Sunday, 12 April 2015


Another 700kms today. I wasn't going to do a blog but we are camped in such an extraordinary place that I thought I should.

We are on the shores of Lake Keepit 30kms east of Gunnedah in the bush camping section of a State Park. The lake exists because of the Keepit Dam. Apparently when full, it holds two thirds the capacity of Sydney Harbour although it is quite low at the moment. We saw it on the map and its location happened to coincide with time to stop driving.

Jenny, Craig, Hannah and Nathan are at Nambucca Heads 350 kms from here so we are going home via the coast and will spend tomorrow night with them and head back to the real world after a fabulous five weeks on Tuesday.

Saturday, 11 April 2015


Sadly Lady Elliot Island didn't win any awards last night but it was a great honour to be a finalist and we had a very pleasant evening with the Gash family and the Carters.

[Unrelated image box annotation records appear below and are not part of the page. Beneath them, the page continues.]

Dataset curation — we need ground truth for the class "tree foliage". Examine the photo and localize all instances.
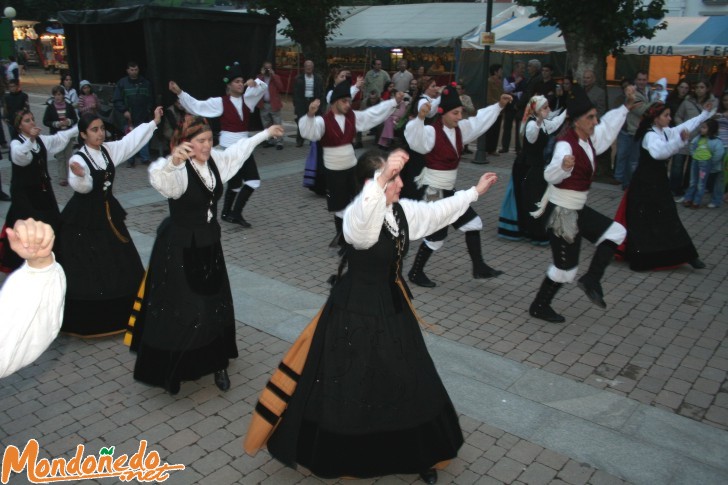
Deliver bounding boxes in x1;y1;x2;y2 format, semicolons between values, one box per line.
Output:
249;0;345;73
516;0;667;85
517;0;667;57
9;0;116;22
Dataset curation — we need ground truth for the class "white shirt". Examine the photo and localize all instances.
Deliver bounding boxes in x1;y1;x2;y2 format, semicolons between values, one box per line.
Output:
525;110;566;143
149;130;270;199
404;103;501;155
544;105;629;185
178;79;268;147
343;172;478;249
642;110;711;160
68;121;157;194
10;125;78;167
0;259;66;377
298;99;397;170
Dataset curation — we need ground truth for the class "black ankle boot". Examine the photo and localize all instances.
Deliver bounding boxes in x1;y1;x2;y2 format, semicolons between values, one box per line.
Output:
420;468;437;485
577;241;617;308
220;189;238;222
407;241;437;288
528;276;566;323
230;185;255;227
215;369;230;391
465;231;503;280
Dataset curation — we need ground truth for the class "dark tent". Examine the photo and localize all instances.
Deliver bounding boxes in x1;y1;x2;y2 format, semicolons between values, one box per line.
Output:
58;6;276;105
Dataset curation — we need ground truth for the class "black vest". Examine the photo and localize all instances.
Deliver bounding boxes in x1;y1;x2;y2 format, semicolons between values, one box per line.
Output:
168;157;223;247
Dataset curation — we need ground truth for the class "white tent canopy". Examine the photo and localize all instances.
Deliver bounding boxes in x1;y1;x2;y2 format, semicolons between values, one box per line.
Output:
462;16;728;57
276;3;514;47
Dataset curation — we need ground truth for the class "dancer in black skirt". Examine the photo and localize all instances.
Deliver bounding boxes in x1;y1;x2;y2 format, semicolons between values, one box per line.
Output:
618;102;712;271
131;117;283;394
56;106;163;337
0;109;78;273
245;150;497;483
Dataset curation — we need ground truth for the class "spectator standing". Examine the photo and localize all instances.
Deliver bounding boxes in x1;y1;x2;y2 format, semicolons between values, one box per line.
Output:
498;61;526;153
43;85;78;187
258;61;284;150
486;64;510;156
293;60;326;147
113;61;154;167
614;71;650;189
5;56;20;82
671;79;718;202
665;78;690;198
78;79;99;115
3;80;30;140
392;59;415;92
364;59;391;108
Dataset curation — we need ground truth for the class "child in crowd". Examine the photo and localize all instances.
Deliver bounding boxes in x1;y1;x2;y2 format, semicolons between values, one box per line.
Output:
78;79;99;115
683;119;724;209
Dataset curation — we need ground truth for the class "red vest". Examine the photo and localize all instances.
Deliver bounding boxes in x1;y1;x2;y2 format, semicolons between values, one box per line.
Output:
220;96;250;133
425;117;463;170
321;110;356;148
556;128;597;192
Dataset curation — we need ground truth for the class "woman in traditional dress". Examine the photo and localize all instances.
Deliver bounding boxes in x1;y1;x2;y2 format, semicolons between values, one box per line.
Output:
615;102;713;271
0;109;78;273
56;106;163;337
130;116;284;394
245;150;496;483
498;96;566;245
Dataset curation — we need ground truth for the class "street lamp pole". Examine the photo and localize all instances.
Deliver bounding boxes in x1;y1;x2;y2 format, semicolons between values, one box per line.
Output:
473;0;493;165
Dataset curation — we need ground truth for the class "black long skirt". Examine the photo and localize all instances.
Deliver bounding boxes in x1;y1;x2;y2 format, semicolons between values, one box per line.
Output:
625;159;698;271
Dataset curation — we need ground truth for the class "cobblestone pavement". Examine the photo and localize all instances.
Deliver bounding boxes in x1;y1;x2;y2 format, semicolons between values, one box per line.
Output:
0;71;728;484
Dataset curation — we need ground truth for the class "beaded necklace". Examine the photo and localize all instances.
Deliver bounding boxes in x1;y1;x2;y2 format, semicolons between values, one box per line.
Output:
83;145;111;192
18;135;51;192
187;158;215;222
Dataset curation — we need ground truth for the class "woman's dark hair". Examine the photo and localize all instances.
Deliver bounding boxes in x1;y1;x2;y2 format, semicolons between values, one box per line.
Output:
78;113;103;145
634;102;670;140
13;108;33;133
356;148;386;194
169;116;212;148
703;118;718;138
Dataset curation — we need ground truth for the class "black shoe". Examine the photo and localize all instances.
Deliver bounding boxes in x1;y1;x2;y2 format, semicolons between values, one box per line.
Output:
407;271;437;288
164;381;180;396
232;216;253;229
473;263;503;280
576;275;607;308
215;369;230;391
420;468;437;485
528;302;566;323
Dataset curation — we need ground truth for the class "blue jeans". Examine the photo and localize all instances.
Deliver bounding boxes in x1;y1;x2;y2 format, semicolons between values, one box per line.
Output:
710;170;725;207
614;131;640;189
670;153;688;196
685;160;712;205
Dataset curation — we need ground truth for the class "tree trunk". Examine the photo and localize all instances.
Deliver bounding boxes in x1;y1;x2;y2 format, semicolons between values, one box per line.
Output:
564;33;609;107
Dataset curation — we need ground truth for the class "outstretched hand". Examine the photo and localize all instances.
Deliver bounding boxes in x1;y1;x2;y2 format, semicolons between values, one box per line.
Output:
268;125;286;138
69;162;86;178
154;106;164;125
169;81;182;96
417;101;432;121
7;219;56;268
377;148;409;188
308;98;321;117
475;172;498;195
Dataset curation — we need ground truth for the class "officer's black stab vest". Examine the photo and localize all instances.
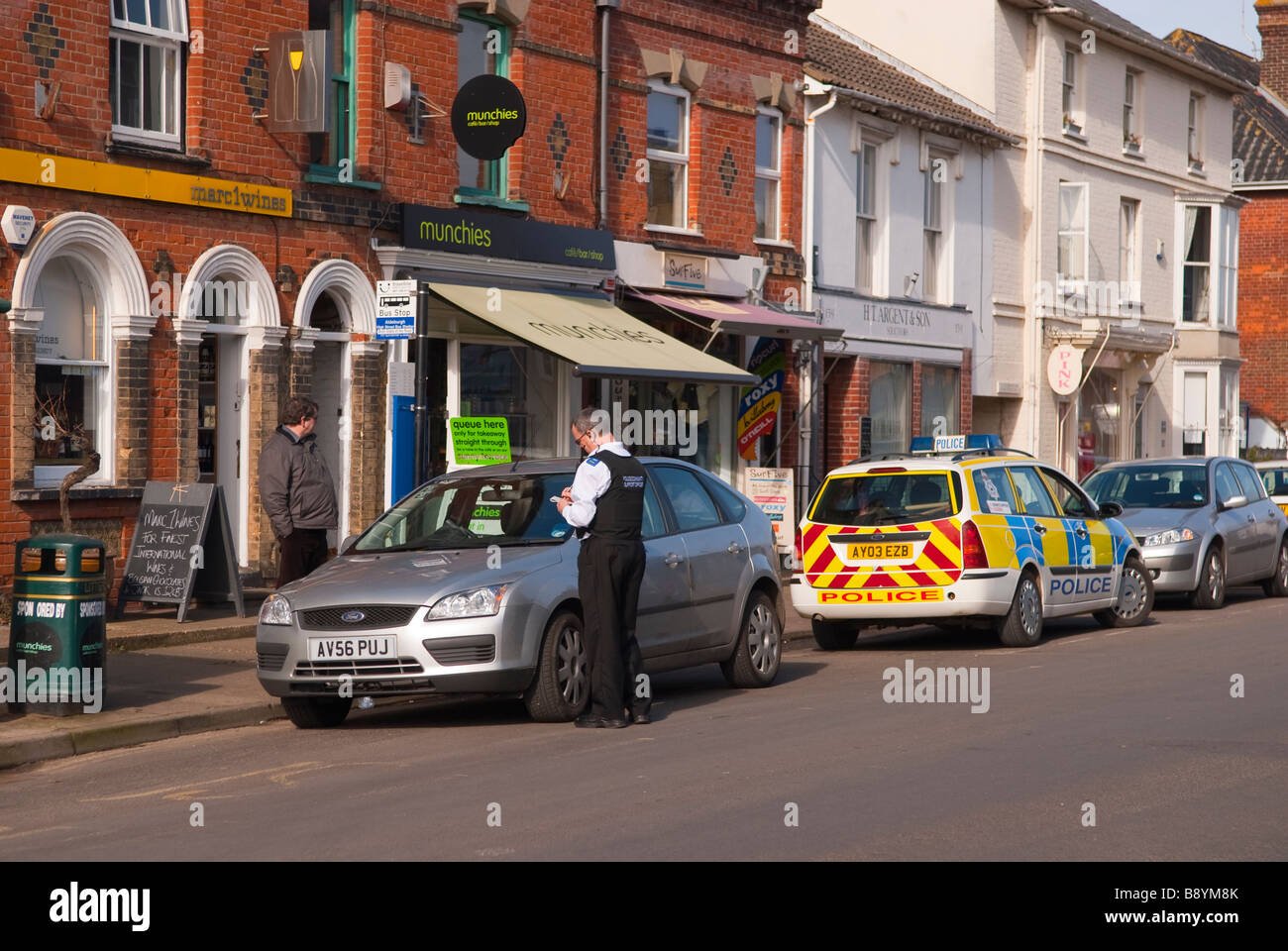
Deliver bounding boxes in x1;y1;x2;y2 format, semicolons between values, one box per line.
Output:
590;450;644;541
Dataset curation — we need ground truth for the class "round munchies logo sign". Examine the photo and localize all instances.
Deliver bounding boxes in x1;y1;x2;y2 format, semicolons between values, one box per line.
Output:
452;73;528;159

We have had a very productive day today having driven about 750 kms to be camped back in the bush at a roadside stop near Goolgowi – between Hay and West Wyalong. Tomorrow will be another driving day, hopefully a similar distance.

Thursday, 9 April 2015


As you will have noticed, there was no blog last night following our very pleasant day doing a wine tour. We now have several dozen bottles to show for all the effort we put into tasting wines yesterday. It was very pleasant, not only from the wine tasting perspective, but also from the interest perspective in that we learnt a lot about the Barossa Valley and its wineries. It all looks very healthy although the media is talking about how the wine grape growers are struggling to cover costs.

We have now returned to Adelaide, this time staying in the Adelaide Caravan Park on the Torrens very close to the city centre. We spent this afternoon walking the very pleasant paths along the river between here and the city, ending up having a quick look at the Adelaide Oval.

Where we are, the river is little more than a creek but there is a weir downstream of the city which enables the city reaches to be quite picturesque. When we were here for the golf, we saw where it would enter the sea if ever there was sufficient flow in it to get that far. At the moment, it is a sandbar.

Tuesday, 7 April 2015


Nothing exciting to report today and no photographs worth sharing. We continued up the eastern coast of the Yorke Peninsula and are now at Nuriootpa in the Barossa Valley with a wine tour booked for tomorrow. Don't expect anything intelligent from us tomorrow night.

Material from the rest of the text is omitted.